- Born: August 1945 Gaming, Lower Austria, Allied-occupied Austria
- Died: June 15, 2001 (aged 55) Krems an der Donau, Austria
- Criminal status: Deceased
- Conviction: Murder (2 counts)
- Criminal penalty: Life imprisonment

Details
- Victims: 3
- Span of crimes: 1968–1974
- Country: Austria

= Ernst Karl =

Ernst Karl (August 1945 – June 15, 2001) was an Austrian police officer who was convicted of murdering two burglars. While in prison, he also killed a convicted murderer and from then on he was designated as one of Austria's most dangerous offenders. In 2001, he died under controversial circumstances in a bed equipped with medical restraints in Stein Prison.

== Murders ==
On the night of April 15, 1968, Karl shot two burglars, Walter P. and Johann Kihsl in the garage of the Tivoli department store in Vienna-Meidling. He claimed to have watched the two men enter the garage during his patrol duty, after which he followed the two to confront them. However, when they noticed him, Karl claimed that they shot at him and that he returned fire in self-defense.

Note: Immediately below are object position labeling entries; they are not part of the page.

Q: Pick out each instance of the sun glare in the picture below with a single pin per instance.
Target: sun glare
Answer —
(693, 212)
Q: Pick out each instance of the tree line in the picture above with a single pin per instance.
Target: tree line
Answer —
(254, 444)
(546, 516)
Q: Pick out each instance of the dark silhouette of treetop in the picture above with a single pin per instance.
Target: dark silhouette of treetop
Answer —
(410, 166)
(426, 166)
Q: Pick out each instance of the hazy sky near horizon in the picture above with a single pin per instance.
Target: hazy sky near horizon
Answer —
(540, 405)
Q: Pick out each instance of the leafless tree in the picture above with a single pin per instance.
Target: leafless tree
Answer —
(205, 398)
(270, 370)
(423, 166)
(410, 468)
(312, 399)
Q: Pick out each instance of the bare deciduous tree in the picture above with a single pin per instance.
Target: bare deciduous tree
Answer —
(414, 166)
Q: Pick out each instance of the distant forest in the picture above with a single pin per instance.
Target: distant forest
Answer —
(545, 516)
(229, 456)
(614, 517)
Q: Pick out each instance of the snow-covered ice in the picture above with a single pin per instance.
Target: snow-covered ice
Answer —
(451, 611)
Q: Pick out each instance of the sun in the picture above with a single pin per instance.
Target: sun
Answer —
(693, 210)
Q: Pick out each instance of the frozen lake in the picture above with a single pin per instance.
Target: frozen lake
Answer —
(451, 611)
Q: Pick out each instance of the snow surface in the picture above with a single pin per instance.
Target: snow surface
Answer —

However, since the two men were killed with seven shots from close range, including headshots, the investigators doubted Karl's version of events, and initiated an investigation. Two friends of Kihsl testified that he knew a policeman who had given him a gun and advised him about the most appropriate time for a robbery. A police lineup was organized, and they identified Ernst Karl as the policeman. After a long interrogation, Karl reluctantly confessed to having intentionally shot the burglars in retaliation for blackmail. He had known them for some time and they had extorted him by threatening to expose his homosexuality. At the time, homosexual activity was a criminal offence in Austria, punishable by imprisonment for one to five years.

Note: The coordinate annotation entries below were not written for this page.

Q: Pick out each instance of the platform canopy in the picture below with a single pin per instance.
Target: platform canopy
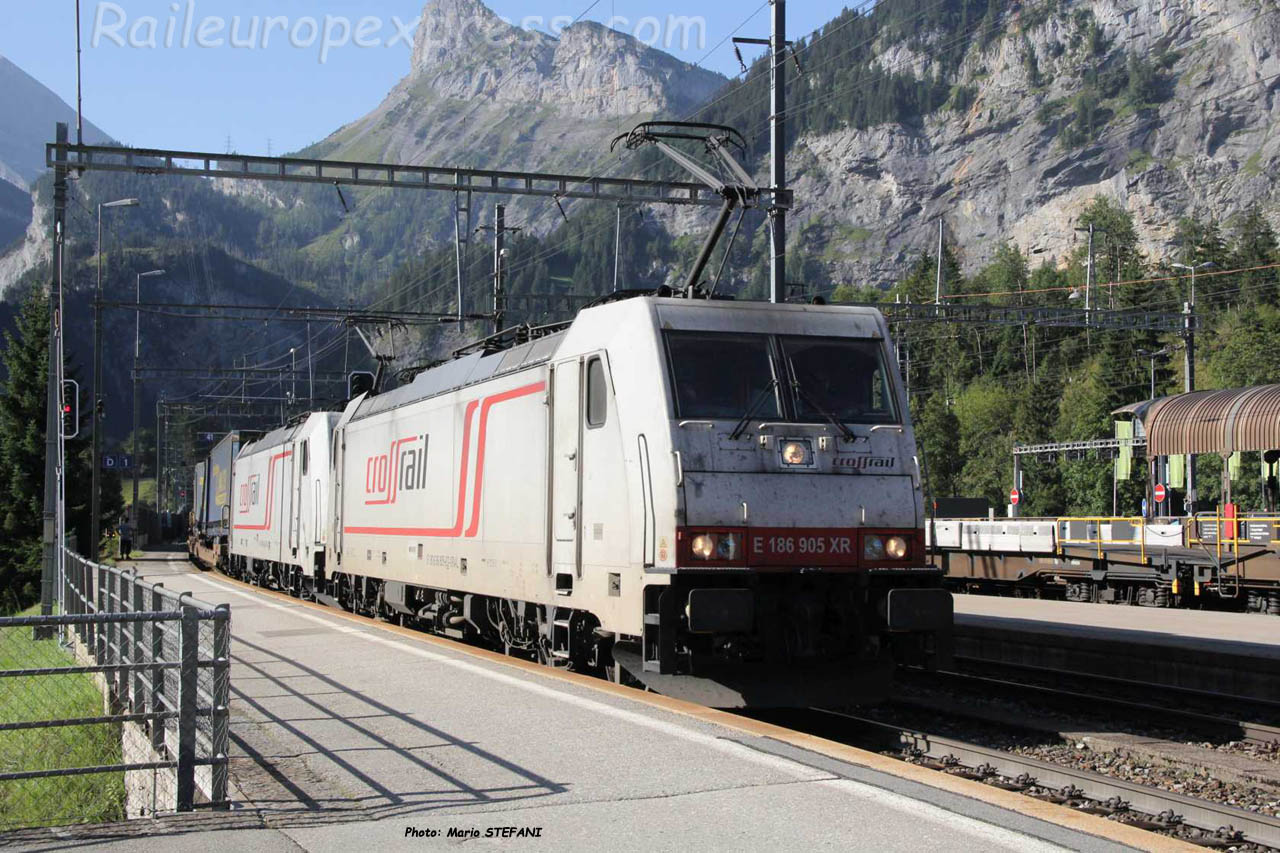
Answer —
(1211, 422)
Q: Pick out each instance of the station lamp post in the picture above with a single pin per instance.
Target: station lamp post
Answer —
(1189, 366)
(137, 398)
(96, 497)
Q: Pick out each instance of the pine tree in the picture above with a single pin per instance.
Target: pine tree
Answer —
(22, 455)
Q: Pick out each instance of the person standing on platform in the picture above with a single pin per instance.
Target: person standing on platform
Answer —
(126, 537)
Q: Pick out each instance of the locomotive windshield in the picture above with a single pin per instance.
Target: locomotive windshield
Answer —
(721, 375)
(841, 377)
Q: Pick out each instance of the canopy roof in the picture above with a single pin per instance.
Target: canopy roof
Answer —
(1212, 422)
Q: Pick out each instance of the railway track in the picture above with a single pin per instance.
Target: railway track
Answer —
(1191, 705)
(1212, 824)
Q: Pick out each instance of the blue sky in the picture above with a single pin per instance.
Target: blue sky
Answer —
(195, 97)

Karl paid them large amounts of hush money several times. However, as they demanded progressively larger amounts and Karl proposed to them a burglary at the Tivoli. Since he was scheduled to work that night, he promised to stand outside in uniform and ensure they could safely carry out the theft. After the men entered the garage, he followed them, convinced them to turn around by addressing them, and killed them. After shooting them in the head, he took the gun he had given Kihsl, and fired a shot with it to bolster his self-defense narrative.

Karl was sentenced to life imprisonment for the two murders and transferred to Stein Prison. There, on January 15, 1974, he strangled 41-year-old convicted murderer Johann Rogatsch with his bare hands in the detention center's recreation room. He claimed that he acted in self-defense after Rogatsch attempted to force him into a prison break, and attacked him when he refused. After this incident, he was transferred to a special detention center housing the most dangerous criminals of the prison, which at the time held only seven inmates.

== Death ==
Ernst Karl began to have repeated psychotic breaks as a result of his schizophrenia. He had delusions that he was still working as a police officer and was being shot at by the other inmates and followed by criminal gangs. As a result, he received psychiatric and medical treatment. On June 14, 2001, he had a severe psychotic episode which resulted in damage to his cell and during which his nose was broken. The on-duty in-house doctor, Dr. Stippler, administered biperiden on him and ordered for him to be accommodated in a specially secured room and to be strapped to a restraining bed to prevent self-harm. Judicial officials testified to having carried out checks every half hour and finding him sleeping peacefully, but he was nonetheless found dead the next morning. The cause of death was determined to be an ileus, and he was pronounced dead at 7:55 AM. Photos were released of the pale and lifeless prisoner strapped to the bed, in which blood was visible coming from his nose and mouth. The photos, along with the fact that restraining beds had been banned in Austrian prisons since 1994, led to public outcry and protests.

== Judicial inquiry ==
An investigation revealed that the bed was not a restraining bed of the kind that had been banned by Article 103 of the Penal Code in 1994, but a medical bed which was used as part of medical and psychiatric treatment, and that the same class of bed was also used for non-prisoners. Restraint in a medical bed of this kind, if seen as a medical necessity, was still allowed. This was the reasoning offered by the prison doctor.

The public prosecutor's office brought charges of negligent homicide against the officials and doctors who were on duty at the time of Karl's death. The case was examined by the Judiciary of Austria. Dr. Wolfgang Denk, a specialist in forensic medicine, wrote in a testimony dated April 8, 2002: "... Ernst K. died as a result of a intestinal obstruction in an area of pre-existing growths in the abdominal cavity, leading to cardiovascular failure... the death was natural, and the bed's restraining belts were not causally related to the incidence of the intestinal blockage." The Judiciary's prosecution was suspended on May 15, 2002, the previous surveys, because the prisoner was restrained in the hospital bed for medical reasons, and the death was determined to be due to natural causes.